Una nueva y sorpresiva decisión del expresidente estadounidense Donald Trump volvió a sacudir el panorama internacional, luego de revelar qué pasará con un segundo ataque militar contra Venezuela, en medio de fuertes tensiones políticas y movimientos diplomáticos de alto nivel.

Donald Trump volvió a encender la polémica mundial tras confirmar que tomó una determinación clave frente a la posibilidad de ejecutar un segundo ataque contra Venezuela, una acción que, según sus propias palabras, estuvo a punto de materializarse.
De acuerdo con el exmandatario, la decisión de frenar una nueva ofensiva militar se dio tras recibir información sobre supuestos gestos de cooperación por parte del régimen venezolano, entre ellos la liberación de presos políticos, lo que habría cambiado temporalmente el curso de los acontecimientos.
Trump aseguró que la segunda ola de ataques ya estaba planificada y lista para ejecutarse, pero optó por cancelarla en el último momento, afirmando que buscaba evitar una escalada mayor del conflicto en la región.
Sin embargo, advirtió que Estados Unidos “sigue observando de cerca” la situación en Venezuela.
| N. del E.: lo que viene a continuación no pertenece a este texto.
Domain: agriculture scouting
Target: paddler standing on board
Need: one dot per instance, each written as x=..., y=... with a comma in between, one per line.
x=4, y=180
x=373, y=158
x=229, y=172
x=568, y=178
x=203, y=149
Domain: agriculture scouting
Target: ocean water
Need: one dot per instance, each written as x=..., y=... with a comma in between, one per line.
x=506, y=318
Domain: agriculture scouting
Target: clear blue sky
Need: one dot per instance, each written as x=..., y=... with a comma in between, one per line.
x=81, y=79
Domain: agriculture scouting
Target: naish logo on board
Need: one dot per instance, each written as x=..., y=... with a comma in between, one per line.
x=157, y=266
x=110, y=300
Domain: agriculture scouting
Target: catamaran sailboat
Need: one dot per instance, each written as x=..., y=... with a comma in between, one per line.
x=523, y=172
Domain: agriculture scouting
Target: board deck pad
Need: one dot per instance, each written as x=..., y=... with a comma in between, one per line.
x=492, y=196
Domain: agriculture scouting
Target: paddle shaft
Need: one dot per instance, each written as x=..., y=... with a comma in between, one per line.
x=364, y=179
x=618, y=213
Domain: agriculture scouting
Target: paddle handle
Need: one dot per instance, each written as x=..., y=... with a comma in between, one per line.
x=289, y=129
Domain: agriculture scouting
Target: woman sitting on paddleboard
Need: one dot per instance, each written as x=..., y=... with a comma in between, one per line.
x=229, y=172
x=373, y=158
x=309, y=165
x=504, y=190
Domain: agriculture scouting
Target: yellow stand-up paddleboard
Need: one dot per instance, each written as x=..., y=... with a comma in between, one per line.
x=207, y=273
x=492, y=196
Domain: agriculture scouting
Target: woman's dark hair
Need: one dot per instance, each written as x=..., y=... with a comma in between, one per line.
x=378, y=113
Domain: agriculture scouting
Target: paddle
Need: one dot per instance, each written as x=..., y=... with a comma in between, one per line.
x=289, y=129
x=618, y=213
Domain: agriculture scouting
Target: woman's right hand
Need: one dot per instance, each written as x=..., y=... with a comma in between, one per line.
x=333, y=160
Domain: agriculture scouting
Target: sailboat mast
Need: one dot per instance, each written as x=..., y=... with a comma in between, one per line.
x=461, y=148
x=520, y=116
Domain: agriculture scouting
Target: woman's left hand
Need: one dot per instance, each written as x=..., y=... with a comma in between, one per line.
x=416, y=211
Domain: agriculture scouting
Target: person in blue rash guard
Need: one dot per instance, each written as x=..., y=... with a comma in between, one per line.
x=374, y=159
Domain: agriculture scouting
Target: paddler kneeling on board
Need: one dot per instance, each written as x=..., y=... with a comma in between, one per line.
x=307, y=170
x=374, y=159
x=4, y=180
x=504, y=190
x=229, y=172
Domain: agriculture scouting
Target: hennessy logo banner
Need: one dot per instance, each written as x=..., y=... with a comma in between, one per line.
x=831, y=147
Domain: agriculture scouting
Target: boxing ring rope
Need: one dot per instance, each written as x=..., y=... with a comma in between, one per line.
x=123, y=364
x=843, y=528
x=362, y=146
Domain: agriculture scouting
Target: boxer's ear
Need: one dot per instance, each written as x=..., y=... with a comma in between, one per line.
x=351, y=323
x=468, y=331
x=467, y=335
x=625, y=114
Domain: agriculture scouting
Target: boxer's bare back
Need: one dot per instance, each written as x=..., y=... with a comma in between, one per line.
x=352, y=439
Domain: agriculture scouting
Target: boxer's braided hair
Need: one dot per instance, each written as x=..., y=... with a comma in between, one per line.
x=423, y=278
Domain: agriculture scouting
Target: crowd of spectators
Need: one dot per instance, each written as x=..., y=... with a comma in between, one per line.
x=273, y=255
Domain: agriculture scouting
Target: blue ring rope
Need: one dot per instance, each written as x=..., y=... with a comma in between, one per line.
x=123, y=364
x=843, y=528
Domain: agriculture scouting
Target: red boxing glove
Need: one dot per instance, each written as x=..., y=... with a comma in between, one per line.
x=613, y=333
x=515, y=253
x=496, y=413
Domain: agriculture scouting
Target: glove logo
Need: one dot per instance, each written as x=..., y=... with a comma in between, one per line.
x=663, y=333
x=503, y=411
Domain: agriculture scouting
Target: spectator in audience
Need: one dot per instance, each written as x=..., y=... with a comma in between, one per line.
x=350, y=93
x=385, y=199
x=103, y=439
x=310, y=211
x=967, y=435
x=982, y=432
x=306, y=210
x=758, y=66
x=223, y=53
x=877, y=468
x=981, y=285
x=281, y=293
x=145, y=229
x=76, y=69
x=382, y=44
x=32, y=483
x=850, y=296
Las declaraciones generaron reacciones inmediatas tanto a nivel internacional como en América Latina, donde analistas y líderes políticos calificaron el anuncio como una señal de presión directa sobre el gobierno venezolano, mientras otros lo interpretan como una estrategia política con fines geopolíticos.
El anuncio reaviva la incertidumbre sobre el futuro de Venezuela y deja claro que el país sigue en el centro del tablero internacional, bajo la mirada de Washington y con la amenaza latente de nuevas acciones si la situación vuelve a escalar.